The human race has had a limited view of the sky, and the cosmos beyond. At first we had our own eyesight, then lenses, then telescopes, then non-visual spectrum sensors, and now a few satellite platforms for the same technologies.

As the move to habitation of the Moon and Mars moves forward, what does this mean for our cosmological viewing capabilities?

There is no atmosphere to obscure our telescopic vision from the Moon.

Mars' atmosphere is far less dense than Earth's, so that's also less-occluded view of the sky from Mars.

So, considering that some of our most interesting observations have been made by ganging up several terrestrial telescopes and using them in unison, what further capabilities might we gain from having permanent viewing platforms on Earth, the Moon, and Mars?

Are the orbital mechanics too difficult?
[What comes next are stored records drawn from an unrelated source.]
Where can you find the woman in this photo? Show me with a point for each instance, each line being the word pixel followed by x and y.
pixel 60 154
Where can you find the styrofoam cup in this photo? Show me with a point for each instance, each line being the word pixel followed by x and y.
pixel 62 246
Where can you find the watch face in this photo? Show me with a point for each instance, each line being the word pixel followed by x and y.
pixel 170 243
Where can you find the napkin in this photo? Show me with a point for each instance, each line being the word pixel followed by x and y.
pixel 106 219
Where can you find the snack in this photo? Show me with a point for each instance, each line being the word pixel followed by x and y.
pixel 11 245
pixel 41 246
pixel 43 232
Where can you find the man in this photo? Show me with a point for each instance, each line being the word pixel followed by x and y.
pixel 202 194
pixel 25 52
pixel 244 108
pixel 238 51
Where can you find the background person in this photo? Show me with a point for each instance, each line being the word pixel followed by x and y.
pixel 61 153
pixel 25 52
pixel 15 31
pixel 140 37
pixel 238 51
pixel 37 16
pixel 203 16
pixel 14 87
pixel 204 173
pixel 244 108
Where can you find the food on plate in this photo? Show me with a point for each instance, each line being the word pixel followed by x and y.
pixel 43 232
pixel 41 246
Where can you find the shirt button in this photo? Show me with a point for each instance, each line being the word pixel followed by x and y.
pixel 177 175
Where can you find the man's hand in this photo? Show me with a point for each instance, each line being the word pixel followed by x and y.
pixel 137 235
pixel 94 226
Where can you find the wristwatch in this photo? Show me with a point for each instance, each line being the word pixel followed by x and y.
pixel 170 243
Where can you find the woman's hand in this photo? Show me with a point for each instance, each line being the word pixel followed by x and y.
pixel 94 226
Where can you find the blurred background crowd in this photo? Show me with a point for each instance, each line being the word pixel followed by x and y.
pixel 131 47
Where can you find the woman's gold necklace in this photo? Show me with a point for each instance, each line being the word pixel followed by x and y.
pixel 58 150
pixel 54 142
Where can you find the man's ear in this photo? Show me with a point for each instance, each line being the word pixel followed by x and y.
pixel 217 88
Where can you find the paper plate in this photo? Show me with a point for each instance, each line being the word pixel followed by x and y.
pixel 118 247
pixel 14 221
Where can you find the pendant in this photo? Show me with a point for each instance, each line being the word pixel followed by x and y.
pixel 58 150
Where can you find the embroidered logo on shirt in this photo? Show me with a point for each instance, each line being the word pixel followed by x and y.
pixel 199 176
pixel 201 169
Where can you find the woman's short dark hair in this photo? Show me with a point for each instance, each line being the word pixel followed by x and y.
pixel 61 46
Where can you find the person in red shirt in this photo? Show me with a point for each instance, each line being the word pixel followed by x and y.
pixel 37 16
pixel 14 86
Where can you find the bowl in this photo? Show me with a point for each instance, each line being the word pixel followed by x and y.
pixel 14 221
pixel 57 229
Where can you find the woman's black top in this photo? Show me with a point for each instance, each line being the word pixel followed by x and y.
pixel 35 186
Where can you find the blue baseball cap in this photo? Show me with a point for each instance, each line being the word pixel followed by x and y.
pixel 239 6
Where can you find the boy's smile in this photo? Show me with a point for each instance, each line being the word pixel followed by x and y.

While it is possible to calculate the correct viewing time/location on both Earth and Mars, would the window of opportunity simply be too small to view a single point in the sky from both vantage points simultaneously?

Do we leverage more asynchronous viewing, like they did recently with the black hole photos? (Have all three viewing platforms take images of Location X, then composite the images together later?)

It seems like this "tripod for cosmic imaging" idea would allow us "better" views of the galaxy... but I'm not smart enough to work out what "better" means, or what additional capabilities might be opened up when we have viewing platforms on multiple planetary bodies.

Anyone wanna try and think this through with me?

kleinbl00:

francopoli to back me up 'cuz that d00d has forgotten more about telescopes than I'll ever know and am_Unition because he does space observations for a living and stuff but

adding scopes up optically doesn't gain you that much. I mean it sort of does but at that point you're basically getting non-visual data in the optical wavelength, it's not like you get a better photograph out of it.

Deformable mirrors and laser guide stars have basically allowed an entire generation of telescopes to stay relevant. You can virtually eliminate atmospheric perturbation with one. I went deep down the rabbit hole on this one because I figured if I was able to cobble my own MEMS array I could spy on spy satellites and shit which would be SUPER COOOOL but then I got to talkin' with the guys at Palomar and when you're talking "guide star" and "atmosphere" you're no longer talking "eBay lasers" you're talking "notify the FAA when you turn it on lasers" and that was about the time I realized that optics is kind of a settled science and that the engineers are applying materials science and state-of-the-art processing and manufacturing techniques faster than you really hear about as an amateur.

I mean obviously big damn mirror in outer space is always going to win. People have been suggesting telescopes on the far side of the moon for 60 years or more. When you say "things are going to be super-great if we can ever put a 20-foot mirror out there at like, Lagrange 2 or some shit so that the thing is completely isolated" the astronomers will say "it already has a Twitter account." And when you say "asynchronous viewing" they say "you mean like when we look at something in December and then again in June so that our light-gathering is 2AU wide?"

The black hole "photo" wasn't a triumph of imaging, it was a triumph of DSP. The signal they were working with wasn't anything new, really, it was the gob-smacking amount of post-processing necessary to cull the noise. From an imaging standpoint, the JWST is gonna be sumpin' else.